When Python's Mann-Whitney U test returns extremely distorted p-values


In the previous post, I have discussed a huge difference between p-values evaluated via the R implementation of the Mann-Whitney U test between the exact and asymptotic implementations. This issue is not unique only to R, it is relevant for other statistical packages in other languages as well. In this post, we review this problem in the Python package SciPy.

In SciPy1, the Mann-Whitney U test is available via the function mannwhitneyu. Similarly to R, it has two methods to estimate the value: the exact one and the normally approximated one. The difference between these methods can be shown using the following snippet:

import numpy as np
from scipy.stats import mannwhitneyu

x = np.arange(101, 106) # n = 5
y = np.arange(1, 51)    # m = 50

print(mannwhitneyu(x, y, alternative="greater", method="exact"))
print(mannwhitneyu(x, y, alternative="greater", method="asymptotic"))

This code gives the following output:

MannwhitneyuResult(statistic=250.0, pvalue=2.874586670369134e-07)
MannwhitneyuResult(statistic=250.0, pvalue=0.00013370277743792665)

The results match the situation we observed in R: the approximated value is 465 times larger than the exact value.
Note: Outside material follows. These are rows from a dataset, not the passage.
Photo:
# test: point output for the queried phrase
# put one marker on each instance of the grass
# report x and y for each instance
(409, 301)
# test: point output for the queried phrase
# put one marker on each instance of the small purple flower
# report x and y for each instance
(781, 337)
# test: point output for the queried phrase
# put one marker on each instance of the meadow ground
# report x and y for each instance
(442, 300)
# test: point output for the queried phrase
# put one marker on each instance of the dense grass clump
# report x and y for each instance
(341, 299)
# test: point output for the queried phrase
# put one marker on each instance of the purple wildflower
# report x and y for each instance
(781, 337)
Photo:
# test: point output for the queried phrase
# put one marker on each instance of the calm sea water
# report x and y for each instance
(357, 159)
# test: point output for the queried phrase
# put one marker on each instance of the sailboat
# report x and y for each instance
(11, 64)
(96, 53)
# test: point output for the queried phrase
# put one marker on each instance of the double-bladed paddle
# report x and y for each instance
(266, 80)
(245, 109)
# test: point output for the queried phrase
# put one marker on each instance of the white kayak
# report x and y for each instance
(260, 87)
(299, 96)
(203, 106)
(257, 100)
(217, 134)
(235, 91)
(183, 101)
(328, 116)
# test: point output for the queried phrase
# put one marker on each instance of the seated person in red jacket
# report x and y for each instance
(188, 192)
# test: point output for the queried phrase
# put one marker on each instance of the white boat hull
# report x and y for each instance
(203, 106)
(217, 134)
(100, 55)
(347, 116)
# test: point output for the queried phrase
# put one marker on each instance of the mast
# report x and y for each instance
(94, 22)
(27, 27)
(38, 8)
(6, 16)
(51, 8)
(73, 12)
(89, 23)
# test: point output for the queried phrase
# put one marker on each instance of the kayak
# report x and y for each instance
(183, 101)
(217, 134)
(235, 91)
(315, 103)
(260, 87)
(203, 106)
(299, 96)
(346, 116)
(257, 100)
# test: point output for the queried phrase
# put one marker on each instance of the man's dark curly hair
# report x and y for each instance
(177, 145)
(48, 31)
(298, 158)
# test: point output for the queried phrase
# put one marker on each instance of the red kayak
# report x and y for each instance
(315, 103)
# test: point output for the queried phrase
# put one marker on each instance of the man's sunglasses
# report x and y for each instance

However, the default strategy for choosing between exact and asymptotic is different between R and SciPy. In R, wilcox.text uses the exact strategy when n < 50 AND m < 50 (and there are no tied values). In SciPy, mannwhitneyu uses the exact strategy when n <= 8 OR m <= 8 (and there are no tied values). Therefore, SciPy switches to the asymptotic methods when both samples contain at least 9 elements. Here is a snippet that illustrates this transition:

import numpy as np
from scipy.stats import mannwhitneyu

x = np.arange(101, 109) # n = 8
y = np.arange(1, 9)     # m = 8

print("n = m = 8")
print("auto:       " + str(mannwhitneyu(x, y, alternative="greater")))
print("exact:      " + str(mannwhitneyu(x, y, alternative="greater", method="exact")))
print("asymptotic: " + str(mannwhitneyu(x, y, alternative="greater", method="asymptotic")))
print("")

x = np.arange(101, 110) # n = 9
y = np.arange(1, 10)    # m = 9

print("n = m = 9")
print("auto:       " + str(mannwhitneyu(x, y, alternative="greater")))
print("exact:      " + str(mannwhitneyu(x, y, alternative="greater", method="exact")))
print("asymptotic: " + str(mannwhitneyu(x, y, alternative="greater", method="asymptotic")))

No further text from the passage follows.